Last night I went to see the Revenant (what does that mean, the Revenant?) It was filmed in some of the places Michael and I have been in the rainforests of B.C. and in Kanansakis County, Alberta. The story was brutal and really unbelievable (no Dorothy, you might survive a bear attack but you won’t survive staying in frigid water for more than a few minutes and without gloves in freezing conditions you will have no hope of saving your fingers…) What connects to what I was just writing is that the crew and horses were airlifted to 8000 feet for one scene, a bomb was set off to cause a picturesque avalanche and when there wasn’t enough snow the whole kitten-caboodle film shoot went to Tierra del Fuego. Such are we capable of to make a basic bloody revenge movie.


During the day yesterday Selk and I went (yes, drove on gas,) up to the Old Ski Bowl that is a couple of miles by ski above Bunny Flats (parking lot at about 7,000 ft) and about a 600 ft gain in elevation.
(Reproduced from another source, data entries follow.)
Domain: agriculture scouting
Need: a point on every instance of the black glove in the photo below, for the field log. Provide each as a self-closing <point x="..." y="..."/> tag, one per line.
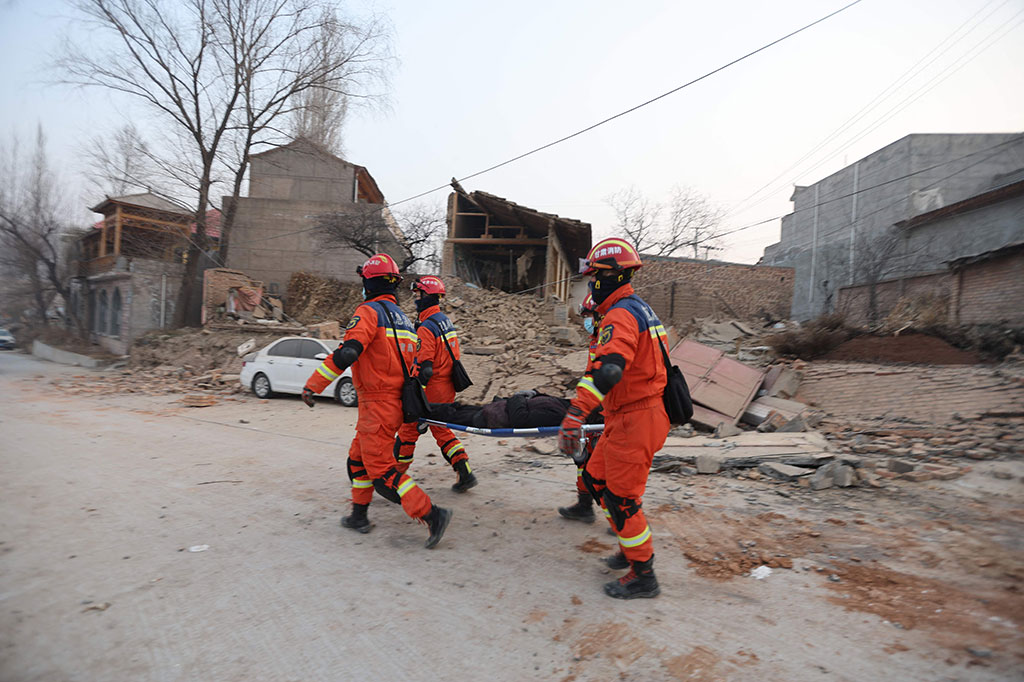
<point x="569" y="434"/>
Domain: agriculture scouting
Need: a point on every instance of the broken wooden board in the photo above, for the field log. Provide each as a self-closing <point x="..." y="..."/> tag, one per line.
<point x="717" y="382"/>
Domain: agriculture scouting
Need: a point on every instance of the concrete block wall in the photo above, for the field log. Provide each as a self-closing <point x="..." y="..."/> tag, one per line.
<point x="271" y="240"/>
<point x="680" y="291"/>
<point x="992" y="292"/>
<point x="910" y="176"/>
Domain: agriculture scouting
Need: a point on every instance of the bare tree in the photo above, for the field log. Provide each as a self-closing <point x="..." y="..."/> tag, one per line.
<point x="121" y="163"/>
<point x="32" y="223"/>
<point x="692" y="221"/>
<point x="219" y="74"/>
<point x="636" y="216"/>
<point x="416" y="232"/>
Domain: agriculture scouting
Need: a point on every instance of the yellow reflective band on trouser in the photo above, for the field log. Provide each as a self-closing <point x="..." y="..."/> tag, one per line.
<point x="406" y="487"/>
<point x="635" y="541"/>
<point x="458" y="448"/>
<point x="327" y="373"/>
<point x="588" y="383"/>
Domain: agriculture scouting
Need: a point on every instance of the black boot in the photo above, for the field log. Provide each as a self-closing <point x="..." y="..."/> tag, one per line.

Michael and I used to scoot that pretty easily and then ski around on the bowl for some runs (him in what I would call the most relaxed and satisfied and at home way while I made huge long shallow passes and kick turns to decrease my speed to slightly faster than walking, tense and always intimidated by the slightest dip.) In September I released some of his ashes on the far lip of the bowl. Yesterday it was enough for me to look at that ridge, eat my peanut butter sandwich and turn back… I felt like getting there had been a supreme effort and I wasn’t going any further than having the bowl in my mind’s eye and my real eye. Everything was in gray scale and the only sound was the occasional stinking snowmobile. I haven’t seen the outline of the peak of Mt. Shasta since I came because of the weather. (But refer to the last post here for a shot of Michael and Sasha on a snowmobile out on the bowl not so many years ago. By my Veggie Voyagers posting I can see our last time together alive on Shasta was April 3, 2013… just before that huge surgery to try to remove the cancer…) M and Lassen 2-27-13 019

I must say something more important. Every once in a while I would stop and just allow stillness to inhabit my breath, my body and the empty expanse that unites what is sentient in me with the great empty stillness spirit of the mountain. In those moments were reams, expanses, eons… the reason for life and the kindred of death. That is why I am drawn there and why I mourn a bit leaving tomorrow.